Rule 11 of Order 22, Civil Procedure Code. provides that Order 22 would apply to appeals also and, so far as may be, the word 'plaintiff' shall be held to include an appellant, the word 'defendant' a respondent and the word 'suit' an appeal.

(6) We may notice that there is no application before us under Rule 9 of Order 22 Civil Procedure Code. So, one of the questions that will arise for consideration is whether the application for impleading the legal representatives of Mrs. Uma Pershad is within limitation, as provided by the Indian Limitation Act, and it can be said that the appeal as preferred by her jointly with her son Narain Pershad has not abated.

(7) The relevant provisions of the Limitation Act may now be noticed. Section 3 of the Act lays down that subject to the provisions contained in Sections 4 to 24 every suit instituted, appeal preferred, and application made after the prescribed period shall be dismissed although limitation has not been set up as a defense. The period of limitaton according to Section 2(j) means a period of limitation prescribed for any suit, appeal or application by the Schedule to the Act, Section 5 lays down that any appeal or any application, other than an application under any of the provisions of Order Xxi of the Code of Civil Procedure, 1908 may be admitted after the prescribed period if the appellant or the applicant satisfies the court that he had sufficient cause for not preferring the appeal or making the application within such period. The relevant articles are given in the Third Division of the Schedule. Article 120 prescribes a period of 90 days from the date of the death of the plaintiff, appellant, defendant or respondent as the case may be, for moving an application under the Code of Civil Procedure to have the legal representatives of a deceased plaintiff or appellant or of a deceased defendant or respondent made a party. Article 121 provides a limitation of 60 days for moving an application to set aside the abatement. The period of 60 days is to run from the date of abatement. Article 137 provides a period of limitation of 3 years from the date when the right to apply accrues to move an application for which no period of limitation is provided elsewhere in the third Division.

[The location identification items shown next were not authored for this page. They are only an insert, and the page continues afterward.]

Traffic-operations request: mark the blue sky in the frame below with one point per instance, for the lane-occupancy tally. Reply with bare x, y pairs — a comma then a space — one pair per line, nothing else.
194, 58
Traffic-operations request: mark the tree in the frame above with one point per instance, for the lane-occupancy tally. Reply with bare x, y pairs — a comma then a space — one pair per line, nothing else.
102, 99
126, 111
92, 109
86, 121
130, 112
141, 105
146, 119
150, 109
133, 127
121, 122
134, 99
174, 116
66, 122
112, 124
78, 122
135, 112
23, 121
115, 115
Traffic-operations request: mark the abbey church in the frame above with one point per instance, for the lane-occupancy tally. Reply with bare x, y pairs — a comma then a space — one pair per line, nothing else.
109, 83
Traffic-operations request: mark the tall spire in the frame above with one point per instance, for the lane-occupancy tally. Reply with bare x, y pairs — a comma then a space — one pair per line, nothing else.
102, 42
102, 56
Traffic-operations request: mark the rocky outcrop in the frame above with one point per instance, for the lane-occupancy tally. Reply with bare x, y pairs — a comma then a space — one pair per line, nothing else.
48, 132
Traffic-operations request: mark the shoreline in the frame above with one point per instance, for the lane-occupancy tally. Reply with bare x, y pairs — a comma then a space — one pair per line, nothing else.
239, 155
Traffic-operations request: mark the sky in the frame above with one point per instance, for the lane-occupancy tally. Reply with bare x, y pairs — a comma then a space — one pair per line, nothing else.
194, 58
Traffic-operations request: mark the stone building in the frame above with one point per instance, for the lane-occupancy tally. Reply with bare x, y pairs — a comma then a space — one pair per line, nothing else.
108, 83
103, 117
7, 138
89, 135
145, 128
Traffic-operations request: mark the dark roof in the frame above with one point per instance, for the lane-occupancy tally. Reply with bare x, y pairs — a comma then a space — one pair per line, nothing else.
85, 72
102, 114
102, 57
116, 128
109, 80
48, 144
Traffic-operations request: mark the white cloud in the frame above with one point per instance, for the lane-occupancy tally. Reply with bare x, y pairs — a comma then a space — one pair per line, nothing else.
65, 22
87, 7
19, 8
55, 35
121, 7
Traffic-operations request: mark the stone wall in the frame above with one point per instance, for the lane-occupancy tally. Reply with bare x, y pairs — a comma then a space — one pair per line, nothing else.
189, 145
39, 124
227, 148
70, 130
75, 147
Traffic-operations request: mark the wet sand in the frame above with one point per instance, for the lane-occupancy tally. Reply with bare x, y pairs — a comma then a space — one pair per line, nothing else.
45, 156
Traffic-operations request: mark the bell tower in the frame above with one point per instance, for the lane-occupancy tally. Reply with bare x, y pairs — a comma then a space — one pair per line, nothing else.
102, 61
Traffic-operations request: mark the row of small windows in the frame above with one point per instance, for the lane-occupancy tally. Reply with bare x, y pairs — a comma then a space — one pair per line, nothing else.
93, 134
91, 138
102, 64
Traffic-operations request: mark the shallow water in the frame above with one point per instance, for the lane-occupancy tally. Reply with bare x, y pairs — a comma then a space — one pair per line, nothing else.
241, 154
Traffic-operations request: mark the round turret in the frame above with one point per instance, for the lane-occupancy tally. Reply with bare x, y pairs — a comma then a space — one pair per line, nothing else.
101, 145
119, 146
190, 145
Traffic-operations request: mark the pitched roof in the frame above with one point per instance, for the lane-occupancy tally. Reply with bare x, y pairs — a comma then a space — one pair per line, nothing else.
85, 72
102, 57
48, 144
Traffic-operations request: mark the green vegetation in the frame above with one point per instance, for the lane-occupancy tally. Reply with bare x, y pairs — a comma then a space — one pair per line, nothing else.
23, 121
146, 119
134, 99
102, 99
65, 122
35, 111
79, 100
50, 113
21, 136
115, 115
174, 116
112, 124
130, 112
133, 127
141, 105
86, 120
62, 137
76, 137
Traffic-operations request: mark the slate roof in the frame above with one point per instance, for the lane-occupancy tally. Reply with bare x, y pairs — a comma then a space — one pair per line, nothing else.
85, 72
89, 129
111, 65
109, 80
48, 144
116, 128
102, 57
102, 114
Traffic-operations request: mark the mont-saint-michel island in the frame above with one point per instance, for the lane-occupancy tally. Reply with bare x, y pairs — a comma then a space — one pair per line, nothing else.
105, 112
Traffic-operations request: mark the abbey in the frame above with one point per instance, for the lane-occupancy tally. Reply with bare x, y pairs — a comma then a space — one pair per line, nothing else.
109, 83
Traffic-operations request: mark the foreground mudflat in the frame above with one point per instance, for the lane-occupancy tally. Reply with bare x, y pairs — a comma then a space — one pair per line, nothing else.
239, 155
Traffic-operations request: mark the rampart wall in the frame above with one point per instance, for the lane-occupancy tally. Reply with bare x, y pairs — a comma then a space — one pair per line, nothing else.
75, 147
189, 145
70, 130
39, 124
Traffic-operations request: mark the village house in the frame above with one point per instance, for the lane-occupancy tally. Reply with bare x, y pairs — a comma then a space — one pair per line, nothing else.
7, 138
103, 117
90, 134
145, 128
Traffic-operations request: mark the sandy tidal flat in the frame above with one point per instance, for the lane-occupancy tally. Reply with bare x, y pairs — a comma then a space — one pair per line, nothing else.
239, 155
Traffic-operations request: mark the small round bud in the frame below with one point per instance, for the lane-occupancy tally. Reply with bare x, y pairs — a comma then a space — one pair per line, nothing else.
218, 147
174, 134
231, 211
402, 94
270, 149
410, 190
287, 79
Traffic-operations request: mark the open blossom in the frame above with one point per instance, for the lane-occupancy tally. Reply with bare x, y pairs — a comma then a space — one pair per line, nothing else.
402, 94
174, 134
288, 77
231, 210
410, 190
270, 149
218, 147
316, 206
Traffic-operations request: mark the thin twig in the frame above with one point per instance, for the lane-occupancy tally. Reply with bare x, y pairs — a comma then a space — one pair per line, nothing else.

(8) On behalf of the applicants it is contended that one of the legal representatives of Mrs. Uma Pershad is Narain Pershad and he is already on the record as the first appellant and, thereforee, he represents the estate of Mrs. Uma Pershad. The contention is that in such circumstances it was not necessary to implead the other heirs and legal representatives of Mrs. Uma Pershad but by way of abundant caution C. M. 505 of 1978 has been moved. The second contention raised is that inasmuch as Naresh Chandra has pleaded that the appellants/defendants were joint tort feasers no legal representative of Mrs. Uma Pershad is required to be brought on record, the liability of joint tort feasers being joint and several.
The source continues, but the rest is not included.